Recalling that integer division "truncates" (i.e., the result is the integer
part of the real quotient), we recognize that 2(y div 2) = y does not
necessarily hold.  Indeed, 2(y div 2) = y when y is even but 2(y div 2) = y-1
when y is odd and positive.  (We will ignore the possibility of y being
negative because it is excluded by the pre-condition.)

Continuing the proof above under the added assumption that y is even, we get

   x^y * z = x^(2E) * F

=    < choose E to be "y div 2" and F to be "z" >

   x^y * z = x^(2(y div 2)) * z

=    < assumption even.y implies that 2(y div 2) = y >

   x^y * z = x^y * z

=    < = is reflexive >

   true

To summarize, we have proved the Hoare Triple

      {P & y>0 & even.y} x,y,z := x^2, y div 2, z { P }

Notice that the pre-condition has even.y as a "new" conjunct.  We cannot
omit that, because we assumed it in one of the steps of the proof.  One
could also notice that the assignment z := z can be omitted.
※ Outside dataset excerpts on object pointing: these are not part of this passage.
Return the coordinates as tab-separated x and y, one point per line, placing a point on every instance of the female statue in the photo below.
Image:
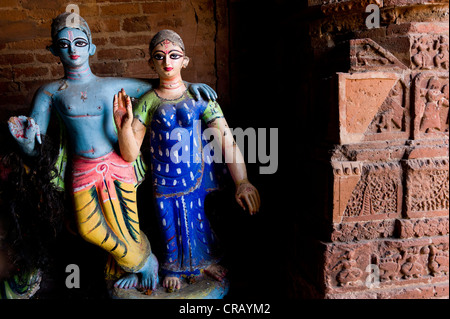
103	184
180	181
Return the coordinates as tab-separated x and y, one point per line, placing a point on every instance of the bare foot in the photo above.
216	271
171	283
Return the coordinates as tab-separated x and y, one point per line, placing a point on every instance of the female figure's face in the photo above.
168	59
73	47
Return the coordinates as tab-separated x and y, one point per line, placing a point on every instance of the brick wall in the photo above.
379	202
121	31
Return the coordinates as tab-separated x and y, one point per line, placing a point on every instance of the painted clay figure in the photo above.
103	184
180	174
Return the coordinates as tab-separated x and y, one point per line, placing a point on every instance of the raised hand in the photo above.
123	110
248	194
25	131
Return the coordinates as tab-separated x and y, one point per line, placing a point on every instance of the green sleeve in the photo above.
212	111
144	109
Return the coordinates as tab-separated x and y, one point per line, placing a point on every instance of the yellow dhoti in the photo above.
106	209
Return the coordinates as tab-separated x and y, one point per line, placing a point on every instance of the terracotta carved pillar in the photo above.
385	161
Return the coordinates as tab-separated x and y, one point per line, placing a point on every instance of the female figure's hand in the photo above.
246	192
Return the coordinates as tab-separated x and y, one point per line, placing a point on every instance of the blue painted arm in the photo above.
27	130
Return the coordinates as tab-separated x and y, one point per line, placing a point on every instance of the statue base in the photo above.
204	287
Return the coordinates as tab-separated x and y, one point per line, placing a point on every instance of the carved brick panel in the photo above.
420	227
376	195
429	52
399	262
431	105
367	55
393	120
427	187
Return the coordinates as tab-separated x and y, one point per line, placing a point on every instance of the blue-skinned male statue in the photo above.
103	184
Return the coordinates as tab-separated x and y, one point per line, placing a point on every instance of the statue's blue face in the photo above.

Now let us return to where we suspended the proof, but this time assume
that y is odd (and positive).   Let's make the same choice for E and see
what happens:

   x^y * z = x^(2E) * F

=     < choose E to be "y div 2" >

   x^y * z = x^(2(y div 2)) * F

=     < assumptions y>0 and !even.y imply that 2(y div 2) = y-1 >

   x^y * z = x^(y-1) * F

=     < algebra: for integer b>0, a^b = a^(b-1) * a >

   x^(y-1) * x * z = x^(y-1) * F

=     < choose F to be "x*z" >

   x^(y-1) * x * z = x^(y-1) * x * z 

=     < = is reflexive >

   true

To summarize, we have just proved the Hoare Triple

      {P & y>0 & !even.y} x,y,z := x^2, y div 2, x*z { P }

So we have proved two Hoare Triples of the forms

       {P & B}  S0 {Q}
       {P & !B} S1 {Q}

from which it follows that the following (annotated) Hoare Triple is valid:

    {P}
    if B  ---> {P & B}  S0 {Q}
    [] !B ---> {P & !B} S1 {Q}
    fi
    {Q}

(The fact that P guarantees the disjunction of the guards is trivial, due
to that disjunction being of the form p v !p, which is true (by the law of
the excluded middle).)

That is, what we have proved is the following Hoare Triple:

    {P & y>0}
    if even.y   ---> {P & y>0 & even.y}  x,y := x^2, y div 2 {P}
    [] !even.y  ---> {P & y>0 & !even.y} x,y,z := x^2, y div 2, x*z {P}
    fi
    {P}

This solves the problem originally given.